Ia rahimahullah membuka bab ini dengan hadis ‘Umar bin al-Khaththab, yang di dalamnya ia berkata: Aku mendengar Rasulullah shallallahu ‘alaihi wa sallam bersabda, “Sesungguhnya amal-amal tergantung pada niatnya, dan sesungguhnya setiap orang akan mendapatkan (balasan) sesuai dengan apa yang ia niatkan.”

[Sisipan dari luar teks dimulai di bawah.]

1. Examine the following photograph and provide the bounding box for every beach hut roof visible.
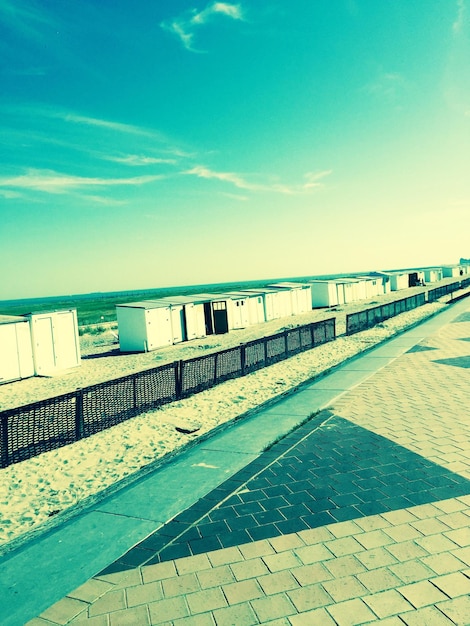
[117,301,171,309]
[0,314,27,325]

Dua kalimat ini diperselisihkan maknanya oleh para ulama rahimahumullah. Sebagian dari mereka mengatakan bahwa keduanya memiliki makna yang sama, dan kalimat kedua merupakan penegasan (penguat) dari kalimat pertama. Namun hal ini tidak benar, karena pada asalnya suatu ucapan atau pernyataan berfungsi sebagai penetapan makna baru (ta’sis), bukan hanya sebagai penegasan (ta’kid). Kemudian, jika diteliti secara mendalam, akan terlihat bahwa antara kedua kalimat itu terdapat perbedaan yang besar. Kalimat pertama adalah sebab, sedangkan kalimat kedua adalah hasil atau akibatnya.
Kalimat pertama adalah sebab, di mana Nabi shallallahu ‘alaihi wa sallam menjelaskan bahwa setiap amal harus disertai niat. Setiap perbuatan yang dilakukan oleh manusia dalam keadaan berakal dan memiliki kehendak (pilihan), maka pasti dilakukan dengan niat. Tidak mungkin ada orang yang berakal dan bebas memilih melakukan suatu perbuatan tanpa niat, bahkan sebagian ulama berkata,“Seandainya Allah membebani kita untuk melakukan suatu perbuatan tanpa niat, itu sama saja dengan membebani sesuatu yang tidak mungkin dilakukan.”
Itu benar adanya. Bagaimana mungkin kamu melakukan suatu perbuatan dalam keadaan berakal, dalam kondisi memilih (tidak dipaksa), namun tanpa niat? Itu mustahil, karena setiap perbuatan muncul dari kehendak dan kemampuan, dan kehendak itulah yang dimaksud dengan niat.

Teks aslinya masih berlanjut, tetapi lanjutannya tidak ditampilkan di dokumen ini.